1. A secondary ion mass spectrometer comprising: a high speed primary beam source oriented to irradiate a sample with a high speed primary beam; a mass-separating means for discriminating secondary ions emitted from the sample; an ion separator arranged downstream of said mass-separating means and including a plurality of metal electrodes extending parallel to each other, and an electrostatic shield surrounding said metal electrodes, said shield having an ion entering hole facing said mass-separating means and ion exiting holes; a power supply connected to said electrodes to supply the electrodes with positive and negative voltages, whereby the electrodes will separate the discriminated secondary ions into positive and negative secondary ions; and an ion-current converting means for converting the positive and negative secondary ions coming out of said exiting holes to currents corresponding to the quantities of the respective secondary ions.

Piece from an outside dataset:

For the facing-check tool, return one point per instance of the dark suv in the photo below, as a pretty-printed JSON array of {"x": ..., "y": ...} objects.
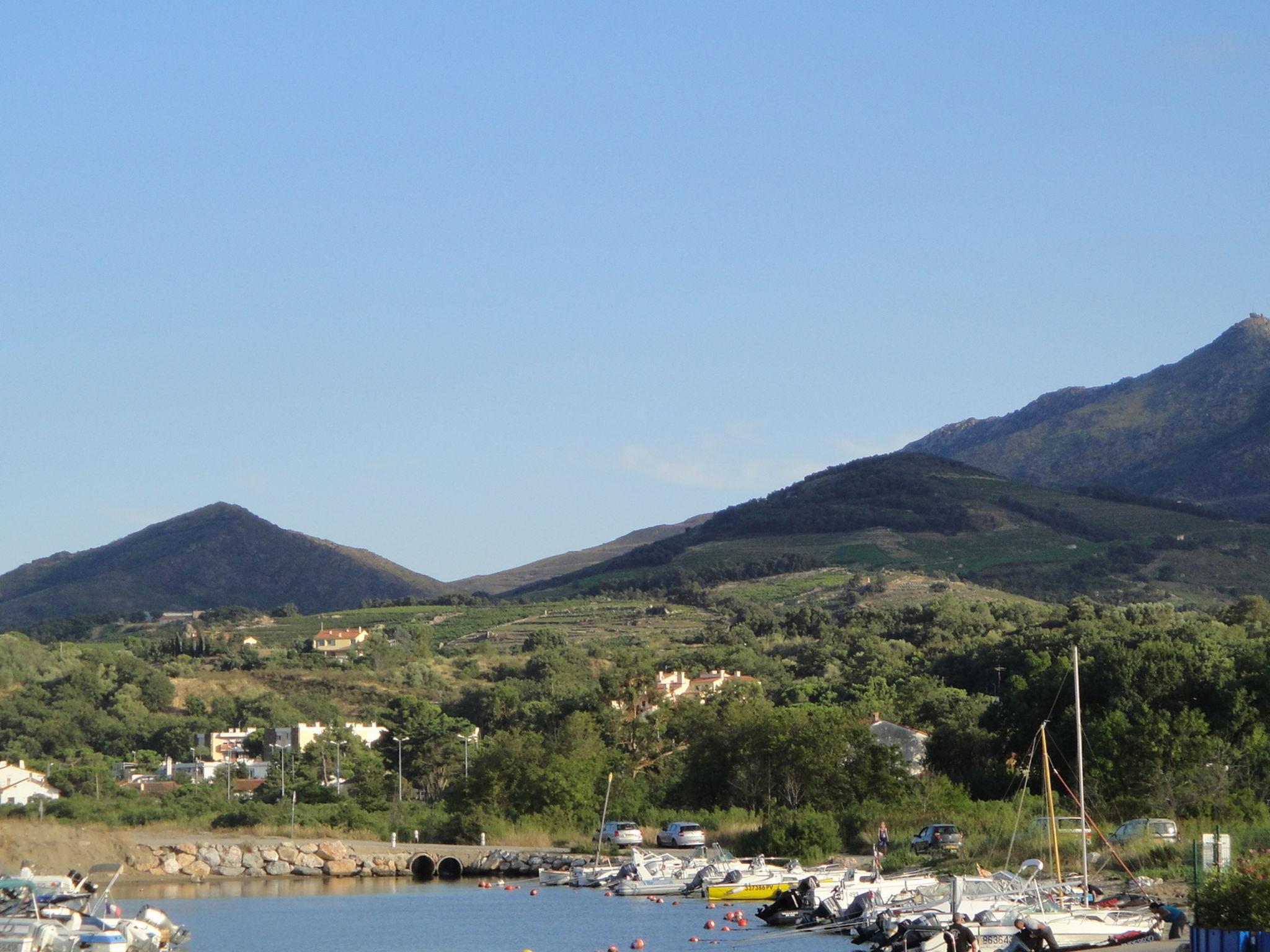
[{"x": 938, "y": 838}]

2. A secondary ion mass spectrometer according to claim 1, wherein the number of said metal electrodes is four, said metal electrodes are disposed at four apices of a rectangle, and said power source applies a positive voltage to two electrodes located on one diagonal of said rectangle and a negative charge to the remaining two electrodes located on the other diagonal.

3. A secondary ion mass spectrometer according to claim 2, wherein said ion-current converting means comprises secondary electron multipliers.

4. A secondary ion mass spectrometer according to claim 2, wherein said ion-current converting means comprises Faraday cups.

5. A secondary ion mass spectrometer according to claim 1, wherein the number of said metal electrodes is two, and said power source applies a positive voltage to one of said metal electrodes and a negative voltage to the other electrode.

6. A secondary ion mass spectrometer according to claim 5, wherein said ion-current converting means comprises secondary electron multipliers.

7. A secondary ion mass spectrometer according to claim 5, wherein said ion-current converting means comprises Faraday cups.

8. A secondary ion spectrometer comprising: a mass-separating means for discriminating secondary ions emitted from a sample when said sample is irradiated with a high speed primary beam; an electrode group disposed downstream of said mass-separating means so as to receive the discriminated secondary ions, said electron group including a plurality of electrodes; a power source connected to said electron group so as to apply a positive voltage to an electrode of the electrode group and a negative voltage to another electrode of the electrode group; and an electrostatic shield surrounding said electrode group, said electrostatic shield having a secondary ion entering hole through which the secondary ions discriminated by said mass-separating pass and secondary ion exiting holes through which positive and negative secondary ions separated from one another by said electrode group pass, respectively, to the outside of said shield.